Un dépistage PCR systématique ne fera que créer de FAUX cas, comme les 80 % de faux positifs obtenus pour le SARS2 pendant le Covid.
Contagion ? Les Hantavirus ont une longue période d'incubation (quelques semaines) mais ne peuvent être contagieux qu'avec l'apparition des symptômes... Ceux-ci apparaissent généralement après 15 à 18 jours en moyenne, et ressemblent à ceux de la grippe.
Donc avant tout SYMPTÔME → PAS de contagion.
Vaccins ? Quoi qu'on vous dise, les Hantavirus sont des ZOONOSES – donc offrir une protection de masse (inutile, comme je viens de l'expliquer) via un vaccin est :
• INUTILE
• INEFFICACE... Cela est vrai pour TOUTE zoonose. Car pour vraiment réduire une telle transmission, vacciner les humains UNIQUEMENT serait sans effet !

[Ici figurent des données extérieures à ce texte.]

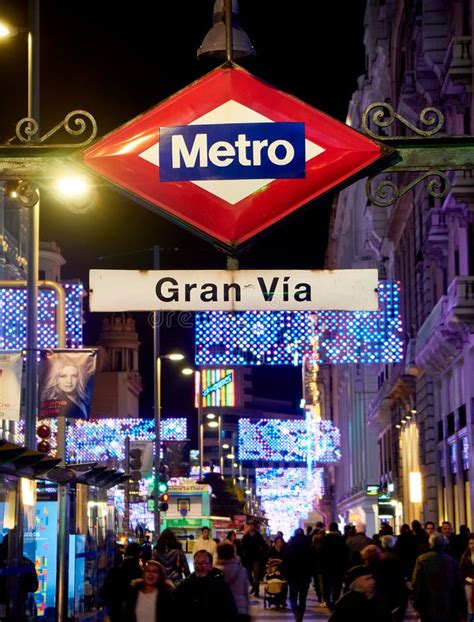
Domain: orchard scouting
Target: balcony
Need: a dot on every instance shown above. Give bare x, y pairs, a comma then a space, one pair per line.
458, 66
460, 302
441, 338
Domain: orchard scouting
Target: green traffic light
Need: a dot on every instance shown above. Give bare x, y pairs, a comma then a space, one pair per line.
162, 487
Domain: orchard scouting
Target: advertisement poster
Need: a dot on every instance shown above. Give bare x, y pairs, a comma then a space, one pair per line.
176, 457
11, 364
66, 383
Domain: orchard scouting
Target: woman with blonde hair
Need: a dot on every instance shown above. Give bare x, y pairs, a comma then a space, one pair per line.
150, 599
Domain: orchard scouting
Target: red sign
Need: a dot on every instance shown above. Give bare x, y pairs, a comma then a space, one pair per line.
230, 156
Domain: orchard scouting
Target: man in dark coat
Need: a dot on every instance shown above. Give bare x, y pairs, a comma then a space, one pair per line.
360, 602
253, 553
205, 596
356, 543
297, 570
438, 590
334, 556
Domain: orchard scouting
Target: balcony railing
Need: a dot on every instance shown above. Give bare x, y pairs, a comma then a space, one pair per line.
434, 319
461, 298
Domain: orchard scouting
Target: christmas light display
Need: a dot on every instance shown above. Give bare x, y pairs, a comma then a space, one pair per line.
13, 320
287, 494
284, 337
99, 440
289, 440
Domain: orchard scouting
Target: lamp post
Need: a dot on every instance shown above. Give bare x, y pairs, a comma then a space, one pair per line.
157, 452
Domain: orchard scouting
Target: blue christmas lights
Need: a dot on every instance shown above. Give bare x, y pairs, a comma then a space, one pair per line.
289, 440
284, 337
286, 494
13, 320
102, 440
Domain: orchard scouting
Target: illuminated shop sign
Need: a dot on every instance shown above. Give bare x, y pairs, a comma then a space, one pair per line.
216, 387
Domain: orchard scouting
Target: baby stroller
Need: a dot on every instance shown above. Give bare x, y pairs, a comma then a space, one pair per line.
275, 586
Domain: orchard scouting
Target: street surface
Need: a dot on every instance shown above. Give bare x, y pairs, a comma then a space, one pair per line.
314, 613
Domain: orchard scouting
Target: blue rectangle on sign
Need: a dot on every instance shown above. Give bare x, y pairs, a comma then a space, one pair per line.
232, 151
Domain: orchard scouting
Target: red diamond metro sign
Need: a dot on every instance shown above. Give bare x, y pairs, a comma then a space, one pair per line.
229, 156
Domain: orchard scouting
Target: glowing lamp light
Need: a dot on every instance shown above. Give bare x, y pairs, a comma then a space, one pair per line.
415, 487
72, 186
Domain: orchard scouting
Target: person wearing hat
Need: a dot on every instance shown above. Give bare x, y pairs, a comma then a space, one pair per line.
360, 602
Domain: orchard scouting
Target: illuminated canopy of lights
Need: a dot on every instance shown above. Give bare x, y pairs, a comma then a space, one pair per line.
98, 440
290, 440
286, 495
284, 337
13, 305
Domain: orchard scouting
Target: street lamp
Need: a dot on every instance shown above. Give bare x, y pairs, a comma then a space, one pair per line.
157, 454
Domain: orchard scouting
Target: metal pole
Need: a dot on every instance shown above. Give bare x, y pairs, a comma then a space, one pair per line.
221, 458
31, 395
157, 387
229, 44
156, 494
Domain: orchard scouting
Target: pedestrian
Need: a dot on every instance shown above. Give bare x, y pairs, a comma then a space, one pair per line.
204, 543
390, 582
356, 543
236, 578
146, 550
360, 601
204, 596
149, 599
253, 551
118, 580
169, 553
438, 587
467, 571
278, 549
316, 564
407, 549
334, 564
297, 570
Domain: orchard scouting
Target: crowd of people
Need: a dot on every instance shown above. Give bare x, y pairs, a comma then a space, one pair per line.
355, 576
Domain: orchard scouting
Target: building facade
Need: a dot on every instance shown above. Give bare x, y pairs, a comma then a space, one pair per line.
407, 425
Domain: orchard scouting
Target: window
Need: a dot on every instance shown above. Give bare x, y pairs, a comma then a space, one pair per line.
440, 430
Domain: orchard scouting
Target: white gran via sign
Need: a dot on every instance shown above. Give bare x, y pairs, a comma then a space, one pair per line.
233, 290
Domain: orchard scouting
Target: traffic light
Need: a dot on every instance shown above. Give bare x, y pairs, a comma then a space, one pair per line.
163, 477
164, 498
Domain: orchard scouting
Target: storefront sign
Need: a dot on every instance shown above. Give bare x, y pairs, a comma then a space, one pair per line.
233, 290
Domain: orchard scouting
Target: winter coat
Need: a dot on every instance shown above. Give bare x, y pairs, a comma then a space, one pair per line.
175, 564
438, 590
205, 599
354, 606
355, 544
165, 609
237, 579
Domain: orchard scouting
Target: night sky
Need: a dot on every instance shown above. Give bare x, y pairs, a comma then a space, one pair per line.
117, 63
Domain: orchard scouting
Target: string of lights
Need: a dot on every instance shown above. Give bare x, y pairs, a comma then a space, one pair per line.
285, 337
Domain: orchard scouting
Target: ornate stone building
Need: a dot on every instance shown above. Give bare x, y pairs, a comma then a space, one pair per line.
409, 426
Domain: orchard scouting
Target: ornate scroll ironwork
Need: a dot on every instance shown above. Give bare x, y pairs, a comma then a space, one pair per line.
76, 123
27, 194
387, 193
382, 115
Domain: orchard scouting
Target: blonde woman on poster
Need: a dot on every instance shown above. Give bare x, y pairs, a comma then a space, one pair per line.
66, 382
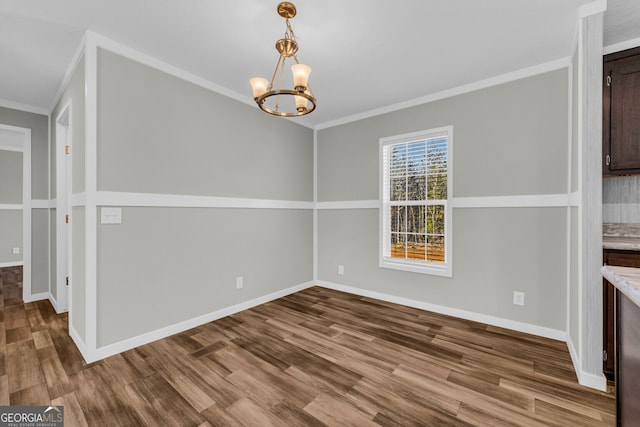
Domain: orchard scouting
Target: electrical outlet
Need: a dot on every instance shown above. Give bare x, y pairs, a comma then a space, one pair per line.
518, 298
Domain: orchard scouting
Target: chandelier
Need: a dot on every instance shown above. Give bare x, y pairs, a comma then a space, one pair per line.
269, 95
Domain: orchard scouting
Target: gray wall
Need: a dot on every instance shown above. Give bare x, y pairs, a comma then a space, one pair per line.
10, 193
10, 177
10, 235
162, 266
164, 135
509, 140
159, 134
38, 125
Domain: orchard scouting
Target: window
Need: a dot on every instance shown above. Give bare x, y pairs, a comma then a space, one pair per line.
415, 188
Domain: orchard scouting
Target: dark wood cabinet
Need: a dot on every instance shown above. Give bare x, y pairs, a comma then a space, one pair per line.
623, 259
621, 113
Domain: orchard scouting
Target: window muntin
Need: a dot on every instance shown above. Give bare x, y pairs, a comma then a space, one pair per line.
415, 191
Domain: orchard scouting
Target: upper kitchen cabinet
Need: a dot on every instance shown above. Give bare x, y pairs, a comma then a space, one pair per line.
621, 113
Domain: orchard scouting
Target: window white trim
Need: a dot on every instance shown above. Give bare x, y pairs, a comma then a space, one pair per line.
438, 269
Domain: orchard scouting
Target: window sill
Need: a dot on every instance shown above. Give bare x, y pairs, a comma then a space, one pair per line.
443, 270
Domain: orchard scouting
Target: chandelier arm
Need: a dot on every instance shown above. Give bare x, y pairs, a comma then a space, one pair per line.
275, 73
281, 62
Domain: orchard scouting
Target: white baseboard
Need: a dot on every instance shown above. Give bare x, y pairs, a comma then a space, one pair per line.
115, 348
79, 342
11, 264
36, 297
599, 382
463, 314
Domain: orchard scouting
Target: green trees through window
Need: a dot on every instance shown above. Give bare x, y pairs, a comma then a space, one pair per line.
415, 193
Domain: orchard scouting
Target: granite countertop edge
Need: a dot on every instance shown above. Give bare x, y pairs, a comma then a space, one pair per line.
626, 279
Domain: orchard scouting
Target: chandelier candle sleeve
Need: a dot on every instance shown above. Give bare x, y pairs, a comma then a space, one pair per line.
270, 96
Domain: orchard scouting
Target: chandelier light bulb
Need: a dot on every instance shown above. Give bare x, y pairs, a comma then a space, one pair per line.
301, 74
301, 103
259, 86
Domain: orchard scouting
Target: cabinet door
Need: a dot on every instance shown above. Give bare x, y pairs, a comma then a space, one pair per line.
623, 83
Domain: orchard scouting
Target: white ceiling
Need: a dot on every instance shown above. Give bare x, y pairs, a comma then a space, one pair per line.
365, 54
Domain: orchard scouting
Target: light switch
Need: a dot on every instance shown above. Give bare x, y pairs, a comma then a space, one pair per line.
111, 216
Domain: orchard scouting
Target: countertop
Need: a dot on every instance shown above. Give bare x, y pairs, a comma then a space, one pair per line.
627, 279
624, 237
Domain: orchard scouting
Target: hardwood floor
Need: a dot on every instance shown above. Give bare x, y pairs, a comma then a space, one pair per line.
318, 357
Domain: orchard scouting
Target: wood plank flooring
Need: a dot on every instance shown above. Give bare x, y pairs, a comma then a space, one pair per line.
318, 357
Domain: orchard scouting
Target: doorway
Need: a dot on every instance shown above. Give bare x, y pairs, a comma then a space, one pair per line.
15, 144
60, 292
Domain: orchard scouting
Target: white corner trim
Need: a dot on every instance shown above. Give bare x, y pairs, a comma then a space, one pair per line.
150, 61
11, 207
482, 84
75, 61
127, 344
598, 382
349, 204
11, 264
78, 199
449, 311
523, 201
617, 47
23, 107
575, 199
39, 204
109, 198
597, 6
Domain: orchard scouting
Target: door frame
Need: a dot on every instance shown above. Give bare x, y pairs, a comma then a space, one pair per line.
25, 148
62, 300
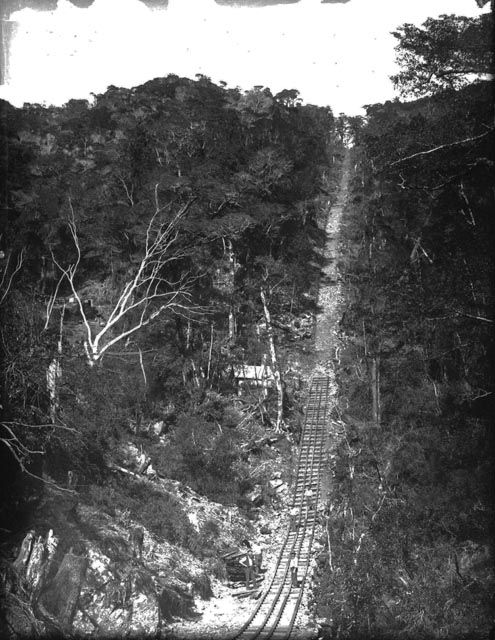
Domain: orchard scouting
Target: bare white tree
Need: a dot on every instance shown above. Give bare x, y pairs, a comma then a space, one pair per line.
147, 293
8, 274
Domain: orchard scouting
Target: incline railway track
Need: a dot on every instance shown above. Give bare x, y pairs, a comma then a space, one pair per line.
276, 611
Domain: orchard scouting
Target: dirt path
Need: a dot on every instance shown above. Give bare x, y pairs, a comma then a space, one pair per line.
330, 295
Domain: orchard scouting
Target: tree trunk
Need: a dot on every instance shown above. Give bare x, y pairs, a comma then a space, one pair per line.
231, 287
275, 367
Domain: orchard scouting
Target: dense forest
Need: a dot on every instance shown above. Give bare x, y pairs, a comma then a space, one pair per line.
154, 245
158, 244
412, 518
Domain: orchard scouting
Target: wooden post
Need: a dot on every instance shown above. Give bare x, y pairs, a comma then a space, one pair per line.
375, 389
273, 354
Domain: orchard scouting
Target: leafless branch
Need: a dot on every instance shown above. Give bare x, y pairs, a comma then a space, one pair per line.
6, 279
439, 148
149, 292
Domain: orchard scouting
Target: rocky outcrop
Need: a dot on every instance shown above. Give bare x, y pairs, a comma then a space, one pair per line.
110, 582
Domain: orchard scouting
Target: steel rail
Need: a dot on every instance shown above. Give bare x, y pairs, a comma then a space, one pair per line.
276, 595
308, 475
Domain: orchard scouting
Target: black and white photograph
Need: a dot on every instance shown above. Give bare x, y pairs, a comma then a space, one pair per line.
247, 347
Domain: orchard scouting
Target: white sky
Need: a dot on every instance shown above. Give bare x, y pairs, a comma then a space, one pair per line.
335, 54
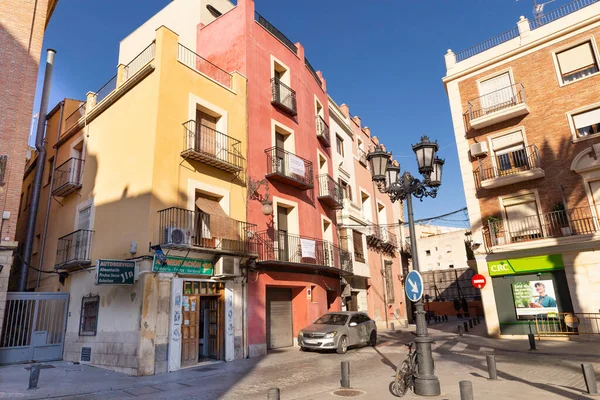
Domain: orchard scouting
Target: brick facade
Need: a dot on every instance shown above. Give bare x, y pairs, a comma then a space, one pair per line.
22, 25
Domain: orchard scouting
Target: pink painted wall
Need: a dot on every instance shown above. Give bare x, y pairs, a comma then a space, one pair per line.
304, 312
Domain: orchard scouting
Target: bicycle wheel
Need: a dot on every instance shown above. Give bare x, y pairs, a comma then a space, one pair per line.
403, 377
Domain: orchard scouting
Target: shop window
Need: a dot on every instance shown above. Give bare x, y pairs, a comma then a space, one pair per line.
577, 62
88, 322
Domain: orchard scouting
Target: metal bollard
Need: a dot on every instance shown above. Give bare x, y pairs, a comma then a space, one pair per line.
273, 394
34, 376
491, 361
590, 378
345, 374
466, 390
531, 338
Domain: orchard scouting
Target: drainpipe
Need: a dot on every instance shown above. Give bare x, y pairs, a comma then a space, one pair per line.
48, 204
39, 173
382, 271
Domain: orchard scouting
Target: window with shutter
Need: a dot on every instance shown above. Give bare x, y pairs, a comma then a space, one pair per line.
577, 62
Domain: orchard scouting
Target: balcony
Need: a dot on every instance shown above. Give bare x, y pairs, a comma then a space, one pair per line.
67, 177
211, 147
330, 192
497, 106
506, 169
555, 224
74, 250
362, 157
288, 168
283, 97
303, 253
323, 132
196, 230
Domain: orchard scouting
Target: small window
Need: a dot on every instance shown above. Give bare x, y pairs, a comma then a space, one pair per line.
339, 145
587, 123
577, 62
88, 323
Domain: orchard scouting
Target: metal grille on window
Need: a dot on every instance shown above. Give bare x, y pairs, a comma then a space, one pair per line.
389, 282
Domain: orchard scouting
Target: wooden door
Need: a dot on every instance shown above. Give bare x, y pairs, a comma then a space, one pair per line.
214, 350
206, 133
190, 326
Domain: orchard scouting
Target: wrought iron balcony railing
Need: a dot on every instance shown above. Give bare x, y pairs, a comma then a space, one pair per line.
181, 228
288, 168
507, 164
283, 247
330, 192
74, 249
283, 97
323, 131
555, 224
212, 147
67, 177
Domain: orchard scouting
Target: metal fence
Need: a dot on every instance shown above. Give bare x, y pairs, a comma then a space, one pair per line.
140, 60
562, 223
275, 32
179, 227
75, 116
74, 248
202, 65
283, 96
565, 323
495, 101
488, 44
511, 163
212, 144
560, 12
288, 165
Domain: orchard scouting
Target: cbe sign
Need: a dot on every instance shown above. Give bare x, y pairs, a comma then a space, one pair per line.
478, 281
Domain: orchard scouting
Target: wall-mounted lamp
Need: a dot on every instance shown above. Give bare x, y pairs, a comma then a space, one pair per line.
253, 186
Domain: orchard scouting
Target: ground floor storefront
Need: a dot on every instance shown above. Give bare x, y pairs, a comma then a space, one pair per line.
541, 293
282, 303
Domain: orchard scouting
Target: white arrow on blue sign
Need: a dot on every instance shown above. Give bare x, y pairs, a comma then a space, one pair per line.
414, 286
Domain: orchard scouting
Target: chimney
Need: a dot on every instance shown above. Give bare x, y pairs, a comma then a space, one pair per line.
345, 110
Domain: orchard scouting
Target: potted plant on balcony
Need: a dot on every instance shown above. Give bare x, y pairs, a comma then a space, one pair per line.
492, 222
561, 219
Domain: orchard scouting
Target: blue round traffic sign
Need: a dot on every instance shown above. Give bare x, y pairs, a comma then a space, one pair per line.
413, 285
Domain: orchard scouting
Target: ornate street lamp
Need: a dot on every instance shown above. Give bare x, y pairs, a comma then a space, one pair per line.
386, 174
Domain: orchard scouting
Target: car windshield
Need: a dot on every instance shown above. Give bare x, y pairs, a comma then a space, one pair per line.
332, 319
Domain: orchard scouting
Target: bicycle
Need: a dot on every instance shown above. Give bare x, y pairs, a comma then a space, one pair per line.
406, 372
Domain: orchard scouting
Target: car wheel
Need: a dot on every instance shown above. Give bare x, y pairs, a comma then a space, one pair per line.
373, 339
342, 345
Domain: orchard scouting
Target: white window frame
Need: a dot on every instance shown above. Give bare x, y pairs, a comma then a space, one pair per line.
590, 39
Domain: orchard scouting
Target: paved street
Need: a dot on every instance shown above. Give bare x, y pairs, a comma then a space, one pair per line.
551, 373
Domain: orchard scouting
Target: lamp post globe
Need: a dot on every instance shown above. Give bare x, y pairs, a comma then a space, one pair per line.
425, 151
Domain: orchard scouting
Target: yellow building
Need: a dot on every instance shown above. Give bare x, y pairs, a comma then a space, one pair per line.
156, 157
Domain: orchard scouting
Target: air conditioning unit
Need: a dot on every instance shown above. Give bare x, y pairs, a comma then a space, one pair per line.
175, 235
227, 267
479, 149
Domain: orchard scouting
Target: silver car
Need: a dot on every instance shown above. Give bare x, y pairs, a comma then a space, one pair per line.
338, 330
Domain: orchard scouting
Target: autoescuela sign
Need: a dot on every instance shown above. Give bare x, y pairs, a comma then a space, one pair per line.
115, 272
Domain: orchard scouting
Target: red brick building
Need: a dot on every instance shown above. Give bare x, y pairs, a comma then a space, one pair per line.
526, 114
22, 26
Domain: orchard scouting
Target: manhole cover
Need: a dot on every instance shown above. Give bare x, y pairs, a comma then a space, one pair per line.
348, 393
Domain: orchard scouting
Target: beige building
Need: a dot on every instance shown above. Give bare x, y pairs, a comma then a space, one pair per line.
526, 120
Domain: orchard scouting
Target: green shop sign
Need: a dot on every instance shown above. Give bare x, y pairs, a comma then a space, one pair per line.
525, 265
183, 265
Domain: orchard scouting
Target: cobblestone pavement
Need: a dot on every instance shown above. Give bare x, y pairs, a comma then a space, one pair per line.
299, 375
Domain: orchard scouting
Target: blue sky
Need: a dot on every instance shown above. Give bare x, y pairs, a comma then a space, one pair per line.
383, 58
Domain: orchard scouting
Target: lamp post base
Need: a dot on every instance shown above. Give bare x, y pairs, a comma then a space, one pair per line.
426, 383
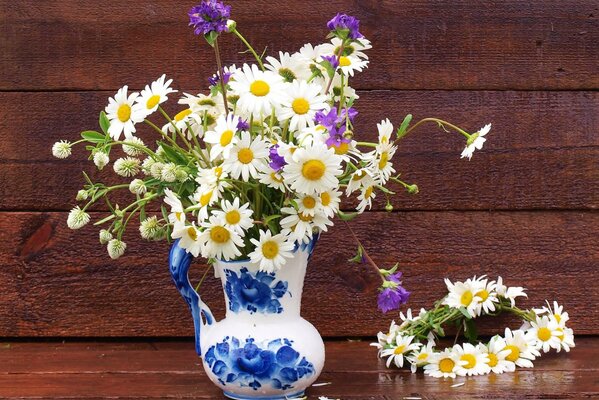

Donc vaccins NON nécessaires, et surtout PAS ceux à base d'ARN.
Des traitements existent !
• Avant tout, face aux symptômes, on les traite... comme pour tout syndrome grippal.
• Si une surinfection bactérienne apparaît, des antibiotiques s'imposent.
• Des molécules spécifiques anti-HANTA existent également.
• La ribavirine est un bloqueur enzymatique de l'enzyme du Hantavirus... Mais il y a MIEUX.
TOUT médicament/substance qui interfère avec l'acidification des endosomes t**difs empêchera le Hanta d'atteindre l'intérieur biochimique de la cellule... et ici on trouve l'HYDROXYCHLOROQUINE (HCQ) – eh oui ! et cela a été publié. Voir ici :
Frontiers in Cellular and Infection Biology https://pmc.ncbi.nlm.nih.gov/articles/PMC8006394/ Chloroquine, un médicament antipaludique comme prévention efficace contre les infections à Hantavirus
Il est important que vous compreniez tous la phrase suivante. Ce virus est un NON-PROBLÈME, c'est de la pure manipulation médiatique.
En Belgique – par exemple – nous avons chaque année entre 150 et 350 cas de patients atteints du Hantavirus. Nous ne les perdons pas, et personne n'en a jamais entendu parler... parce que c'est un NON-PROBLÈME ! Aux États-Unis, avec la souche ANDES... on a plus de chances de mourir d'un coup de foudre que d'une infection à Hantavirus... aux États-Unis, environ 30 cas par an et 10 décès, contre 20 décès par an et plusieurs centaines de « cas » de foudroiement.
Je vous laisse tirer vos conclusions.